Techtinium's Collaboration With The SETI Institute
We were tasked with several critical responsibilities to support this initiative:
- Pipeline Migration: Migrate all the data pipelines from AWS to GCP.
- Code Refactoring: Refactor and rewrite code where necessary.
- Environment Setup: Establish separate environments for testing and production.
- Pipeline Stability: Enhance pipeline stability.
Techtinium's Collaboration With The SETI Institute
- Version Control: Implemented Git for efficient version control and improved debugging with the logger library.
- Version Upgrades: Upgraded the Python server and resolved all dependency conflicts during the update process.
- Environment Tracking: Utilized pipenv as their virtualenv management tool to track all Python libraries, ensuring the reproducibility of code.
- Astrometry Software: Upgraded the astrometry software to perform WCS transformations, and stacking, of telescope data.

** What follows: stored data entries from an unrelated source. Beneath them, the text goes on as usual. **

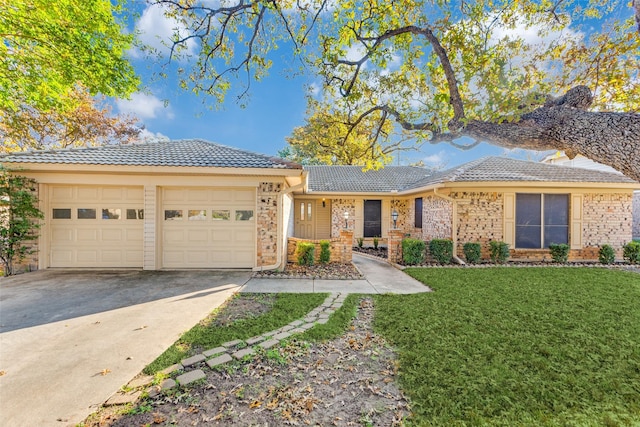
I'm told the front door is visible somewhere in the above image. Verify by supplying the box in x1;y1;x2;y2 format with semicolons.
295;200;315;239
364;200;382;237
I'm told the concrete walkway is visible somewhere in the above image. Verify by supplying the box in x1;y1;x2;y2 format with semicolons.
241;253;431;294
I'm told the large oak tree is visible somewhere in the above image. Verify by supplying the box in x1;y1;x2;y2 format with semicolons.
152;0;639;179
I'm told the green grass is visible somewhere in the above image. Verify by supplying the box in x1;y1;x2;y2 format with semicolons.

- Performance Comparison: Conducted root cause analysis to compare AWS and GCP pipeline performance, finding GCP pipelines to be faster.
- Cloud Logging: Implemented file logging accessible in GCP, enabling easy searchability of cloud logs.
- Code Quality: Addressed issues with the existing code, including numerous background processes. Improved logging with different log levels, for improved debugging.